What is good about existing deep learning libraries in Julia is that they are already suitable for certain tasks (e.g. I used Avalon extensively for my representation learning experiments, some of them can be found in model zoo) and if something is missing, it’s usually not too hard to add it (e.g. I’m currently working on Transformers which require at least
Embedding layer, so that’s my next goal).
No I didn’t, thanks for letting me know! It will definitely influence my work in ONNX branch.
Awesome, I could’ve sworn I saw you on the GH thread but must have confused it with Discourse. Either way, things might be ramping up on the Flux end. It would be great to get your input to see how much could be made framework agnostic!
Looks hot! I’m diving in.
Is that’s what you mean with “interoperability with existing DL frameworks”? You may want to spell it out in the docs. And since plural what other? ONNX? And/or PyTorch Lightning? I’m not up-to-speed on the latter, or if some Julia package corresponds to it. In general, see also:
Since you link to [vision] transformer, would your package be best to replicate BERT-models, GPT-3, or Google’s even larger Switch Transformer model? Since it’s sparse, would that be a hindrance?
Google’s 1.6 trillion parameter model:
Not yet, but both of these are indeed on the roadmap.
I think for such large-scale models with only known and well-optimized layers it doesn’t really matter what framework you use - they all will have the same size and approximately the same speed. One thing I can promise about Avalon (when it gets to its full vision) is that for any recent and more or less popular model you will be able to find existing PyTorch implementation, translate it to Avalon in under an hour and load pretrained weights (if any) via ONNX.
Right now it’s not possible to replicate such large models in any Julia library (even Flux + Transformers.jl) because none of them support distributed training.
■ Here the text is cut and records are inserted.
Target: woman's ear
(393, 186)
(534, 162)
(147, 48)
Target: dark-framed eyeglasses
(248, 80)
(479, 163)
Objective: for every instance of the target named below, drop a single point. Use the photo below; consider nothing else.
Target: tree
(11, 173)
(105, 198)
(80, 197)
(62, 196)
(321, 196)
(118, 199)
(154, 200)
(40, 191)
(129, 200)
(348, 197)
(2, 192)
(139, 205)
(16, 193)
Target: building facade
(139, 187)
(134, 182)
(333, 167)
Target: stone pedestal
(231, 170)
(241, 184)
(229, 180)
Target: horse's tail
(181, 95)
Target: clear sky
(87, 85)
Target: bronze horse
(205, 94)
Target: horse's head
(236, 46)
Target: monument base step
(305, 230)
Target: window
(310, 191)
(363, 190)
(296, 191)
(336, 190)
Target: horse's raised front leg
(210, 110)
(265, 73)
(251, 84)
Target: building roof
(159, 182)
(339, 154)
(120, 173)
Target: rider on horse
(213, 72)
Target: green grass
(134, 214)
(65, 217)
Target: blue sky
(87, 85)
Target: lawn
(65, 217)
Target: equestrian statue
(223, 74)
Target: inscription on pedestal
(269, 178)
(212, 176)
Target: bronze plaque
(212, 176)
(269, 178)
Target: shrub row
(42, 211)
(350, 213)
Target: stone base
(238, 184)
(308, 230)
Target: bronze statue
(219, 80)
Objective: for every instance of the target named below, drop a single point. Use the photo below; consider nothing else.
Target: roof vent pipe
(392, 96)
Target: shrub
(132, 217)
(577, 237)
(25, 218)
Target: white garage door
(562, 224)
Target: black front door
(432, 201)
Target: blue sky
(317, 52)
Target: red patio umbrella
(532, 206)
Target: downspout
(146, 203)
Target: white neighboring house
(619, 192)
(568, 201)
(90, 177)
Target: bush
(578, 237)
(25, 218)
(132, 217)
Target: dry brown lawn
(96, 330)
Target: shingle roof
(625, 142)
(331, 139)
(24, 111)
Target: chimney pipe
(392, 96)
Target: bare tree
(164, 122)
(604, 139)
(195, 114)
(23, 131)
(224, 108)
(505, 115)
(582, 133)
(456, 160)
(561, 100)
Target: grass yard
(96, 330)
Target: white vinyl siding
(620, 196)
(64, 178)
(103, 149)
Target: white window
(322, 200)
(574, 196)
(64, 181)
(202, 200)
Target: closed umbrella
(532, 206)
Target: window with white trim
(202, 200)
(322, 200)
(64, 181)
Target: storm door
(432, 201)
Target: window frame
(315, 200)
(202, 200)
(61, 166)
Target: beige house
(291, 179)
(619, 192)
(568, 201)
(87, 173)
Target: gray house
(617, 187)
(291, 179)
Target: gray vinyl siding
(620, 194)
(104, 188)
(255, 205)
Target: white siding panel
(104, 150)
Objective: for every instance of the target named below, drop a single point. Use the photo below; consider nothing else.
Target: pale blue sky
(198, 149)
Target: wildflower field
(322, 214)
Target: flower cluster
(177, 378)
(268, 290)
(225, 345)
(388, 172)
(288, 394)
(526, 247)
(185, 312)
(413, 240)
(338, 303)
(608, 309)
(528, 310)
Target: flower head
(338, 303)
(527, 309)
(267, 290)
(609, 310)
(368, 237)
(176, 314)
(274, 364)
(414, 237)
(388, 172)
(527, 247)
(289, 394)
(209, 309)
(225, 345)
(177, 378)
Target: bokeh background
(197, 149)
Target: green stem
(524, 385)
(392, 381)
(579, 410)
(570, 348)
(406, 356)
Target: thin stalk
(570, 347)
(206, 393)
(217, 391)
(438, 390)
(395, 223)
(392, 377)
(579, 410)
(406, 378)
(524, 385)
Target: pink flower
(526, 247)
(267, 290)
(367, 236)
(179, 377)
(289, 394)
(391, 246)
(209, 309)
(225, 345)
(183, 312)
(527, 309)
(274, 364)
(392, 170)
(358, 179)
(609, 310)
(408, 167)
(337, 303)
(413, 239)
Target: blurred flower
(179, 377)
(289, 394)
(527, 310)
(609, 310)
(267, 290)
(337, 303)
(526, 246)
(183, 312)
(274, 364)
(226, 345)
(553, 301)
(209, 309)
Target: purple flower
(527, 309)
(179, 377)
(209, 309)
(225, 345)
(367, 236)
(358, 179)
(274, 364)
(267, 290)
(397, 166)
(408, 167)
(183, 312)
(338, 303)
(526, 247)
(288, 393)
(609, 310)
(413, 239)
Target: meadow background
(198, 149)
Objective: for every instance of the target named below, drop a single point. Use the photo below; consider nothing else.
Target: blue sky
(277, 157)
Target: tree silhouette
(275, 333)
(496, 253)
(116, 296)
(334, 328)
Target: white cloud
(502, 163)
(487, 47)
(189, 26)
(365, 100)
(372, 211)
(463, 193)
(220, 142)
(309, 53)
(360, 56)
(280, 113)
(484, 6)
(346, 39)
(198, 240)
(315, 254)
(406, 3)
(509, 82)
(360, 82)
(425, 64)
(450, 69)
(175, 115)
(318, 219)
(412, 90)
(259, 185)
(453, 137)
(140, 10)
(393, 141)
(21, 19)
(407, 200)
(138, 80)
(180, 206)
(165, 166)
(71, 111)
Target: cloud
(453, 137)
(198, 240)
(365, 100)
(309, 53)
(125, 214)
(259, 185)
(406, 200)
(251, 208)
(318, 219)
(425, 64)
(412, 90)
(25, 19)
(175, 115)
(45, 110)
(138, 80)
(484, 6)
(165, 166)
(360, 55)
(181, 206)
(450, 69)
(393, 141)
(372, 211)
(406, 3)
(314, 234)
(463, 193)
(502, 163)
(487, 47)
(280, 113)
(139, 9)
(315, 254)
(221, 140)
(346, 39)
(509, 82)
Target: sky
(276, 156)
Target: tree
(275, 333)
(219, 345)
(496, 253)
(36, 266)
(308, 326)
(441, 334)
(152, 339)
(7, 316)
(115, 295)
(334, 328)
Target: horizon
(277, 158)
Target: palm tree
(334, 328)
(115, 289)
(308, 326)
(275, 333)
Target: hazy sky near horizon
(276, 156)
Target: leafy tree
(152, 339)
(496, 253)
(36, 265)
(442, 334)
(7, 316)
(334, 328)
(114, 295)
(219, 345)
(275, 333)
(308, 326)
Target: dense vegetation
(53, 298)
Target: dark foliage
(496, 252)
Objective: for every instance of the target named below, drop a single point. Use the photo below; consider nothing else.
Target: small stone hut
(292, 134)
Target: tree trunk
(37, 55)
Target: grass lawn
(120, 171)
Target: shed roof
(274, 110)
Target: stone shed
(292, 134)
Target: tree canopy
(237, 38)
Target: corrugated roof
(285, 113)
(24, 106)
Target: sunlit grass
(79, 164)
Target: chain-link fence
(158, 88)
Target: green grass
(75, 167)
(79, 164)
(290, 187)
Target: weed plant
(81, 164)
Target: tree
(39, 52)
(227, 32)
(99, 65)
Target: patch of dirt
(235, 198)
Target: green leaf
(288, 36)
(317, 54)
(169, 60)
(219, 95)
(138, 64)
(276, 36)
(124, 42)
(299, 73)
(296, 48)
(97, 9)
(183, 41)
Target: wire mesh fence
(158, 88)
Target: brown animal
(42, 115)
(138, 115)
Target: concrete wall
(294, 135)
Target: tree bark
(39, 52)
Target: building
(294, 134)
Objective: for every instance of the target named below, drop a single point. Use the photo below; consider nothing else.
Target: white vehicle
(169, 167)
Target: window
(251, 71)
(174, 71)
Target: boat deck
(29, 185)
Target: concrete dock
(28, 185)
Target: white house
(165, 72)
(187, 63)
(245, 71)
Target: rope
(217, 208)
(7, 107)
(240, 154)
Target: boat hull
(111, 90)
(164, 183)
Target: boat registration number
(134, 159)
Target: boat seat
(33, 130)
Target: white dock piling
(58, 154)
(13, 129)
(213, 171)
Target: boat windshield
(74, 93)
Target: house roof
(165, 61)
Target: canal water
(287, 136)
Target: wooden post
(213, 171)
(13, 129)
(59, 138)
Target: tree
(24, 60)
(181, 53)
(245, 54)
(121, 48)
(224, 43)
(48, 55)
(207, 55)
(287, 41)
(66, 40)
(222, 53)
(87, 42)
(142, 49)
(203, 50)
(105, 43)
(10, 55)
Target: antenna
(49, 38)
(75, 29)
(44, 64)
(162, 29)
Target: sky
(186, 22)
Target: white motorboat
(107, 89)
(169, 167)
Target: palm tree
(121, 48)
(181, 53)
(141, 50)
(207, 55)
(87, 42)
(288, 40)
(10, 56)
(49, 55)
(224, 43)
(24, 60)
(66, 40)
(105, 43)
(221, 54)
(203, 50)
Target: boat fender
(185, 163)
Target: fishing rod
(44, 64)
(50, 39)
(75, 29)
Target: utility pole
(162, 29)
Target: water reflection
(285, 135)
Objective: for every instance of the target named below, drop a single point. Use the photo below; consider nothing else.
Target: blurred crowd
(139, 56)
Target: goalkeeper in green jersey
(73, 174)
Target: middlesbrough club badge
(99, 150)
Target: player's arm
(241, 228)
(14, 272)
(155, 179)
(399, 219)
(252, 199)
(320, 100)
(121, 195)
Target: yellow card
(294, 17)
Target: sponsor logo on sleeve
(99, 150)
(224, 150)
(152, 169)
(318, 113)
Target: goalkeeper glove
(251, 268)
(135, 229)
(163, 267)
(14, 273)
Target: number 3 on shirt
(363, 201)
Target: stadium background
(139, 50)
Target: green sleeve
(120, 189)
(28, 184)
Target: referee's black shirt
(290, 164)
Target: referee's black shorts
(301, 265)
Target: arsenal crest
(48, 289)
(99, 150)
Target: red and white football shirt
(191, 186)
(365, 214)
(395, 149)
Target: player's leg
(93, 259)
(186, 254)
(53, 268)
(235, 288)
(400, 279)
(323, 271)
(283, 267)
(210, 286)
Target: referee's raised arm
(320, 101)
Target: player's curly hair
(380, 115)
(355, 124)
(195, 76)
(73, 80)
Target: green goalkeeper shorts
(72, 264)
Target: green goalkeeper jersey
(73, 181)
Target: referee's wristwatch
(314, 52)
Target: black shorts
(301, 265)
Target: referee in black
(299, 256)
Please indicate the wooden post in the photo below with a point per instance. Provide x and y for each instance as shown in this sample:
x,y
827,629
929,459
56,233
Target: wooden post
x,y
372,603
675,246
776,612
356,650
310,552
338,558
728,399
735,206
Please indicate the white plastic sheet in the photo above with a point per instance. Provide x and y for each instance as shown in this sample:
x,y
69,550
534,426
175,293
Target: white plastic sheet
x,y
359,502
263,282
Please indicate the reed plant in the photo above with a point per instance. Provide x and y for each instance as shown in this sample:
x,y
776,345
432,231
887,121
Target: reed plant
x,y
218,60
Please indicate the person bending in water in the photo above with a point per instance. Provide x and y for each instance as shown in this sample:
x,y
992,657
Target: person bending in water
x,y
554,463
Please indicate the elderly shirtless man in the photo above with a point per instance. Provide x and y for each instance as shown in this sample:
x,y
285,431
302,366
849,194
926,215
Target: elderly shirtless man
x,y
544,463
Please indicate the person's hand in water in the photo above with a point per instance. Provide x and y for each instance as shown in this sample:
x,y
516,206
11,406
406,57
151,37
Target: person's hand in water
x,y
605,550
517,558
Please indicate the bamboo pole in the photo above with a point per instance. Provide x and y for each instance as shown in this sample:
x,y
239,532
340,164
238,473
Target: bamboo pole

It’s being worked on though!
Given the estimated cost of these models, adding distributed training capabilities doesn’t seem to be the biggest problem
Right, but there’s definitely a continuum between say, AlexNet and GPT-3. Also worth considering that many folks are working with multi-GPU systems where each card has a limited amount of VRAM. Even something as “mainstream” as training a ResNet on ImageNet becomes significantly more painful when you’re forced to run it with a small batch size on a single device.